Water should not be weaponized, and talk that the city of Spokane might take that approach to squelching unwanted development is troubling, but probably overstated.

The city and Spokane County have fallen out over how best to control growth. Some county-approved developments in the past have required the city to extend water and/or sewer lines, with a portion of the cost borne by city residents. A hole in Washington’s Growth Management Act that allows developers to vest projects, and by so doing assure access to city utilities even if the boundary expansion is overturned, has been irksome.

Last spring, city and county officials agreed to a truce while they worked on a development strategy that works for everybody.

But the city is now talking about an approach to controlling growth that relies on the power to withhold water by denying developers a certificate of availability. They could dig wells, but what becomes of the waste?

For most of the areas that would be opened by the county’s latest proposed growth area expansion, water and sewer line extensions are not an issue: The pipes are already there. The city will make money by selling the water and collecting utility taxes.

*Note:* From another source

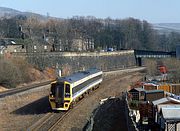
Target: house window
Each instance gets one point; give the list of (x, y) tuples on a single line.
[(45, 47), (35, 47)]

On the West Plains, where there is no aquifer and the city already has an extensive system of water mains, generating revenue from underutilized infrastructure is a potential gusher.

City Utilities Division Director Rick Romero says he’s brought the certificate issue to the forefront so the pluses and minuses of water availability are among the first factors considered when urban expansion is considered. The city has eaten investments on utility service extensions to a few developments subsequently ruled to be outside the growth boundary.

Instead of drafting, updating, but then shelving the six-year water plans required by the state, Romero says they can be a tool to shape boundaries and support wise economic development.

He notes Mayor David Condon is a member of the U.S. Conference of Mayors Water Council. About 80 percent of cities have water quantity or quality problems, neither of which are issues for Spokane with its huge rights to the Spokane Valley-Rathdrum Prairie aquifer.

Romero expects water to be a major issue for cities within the next two or three decades, but the crunch already has come to drought-stricken California. In November, voters there will be confronted with a $7.5 billion package of measures to address that state’s water issues.

Growth in Spokane is not so robust, to say the least, that water pistols need be drawn. The city and county agreed to a one-year cooling off period for revisiting growth management, and threats to withhold water are very premature, and unnecessary.

We should be strategic with our water, not tactical.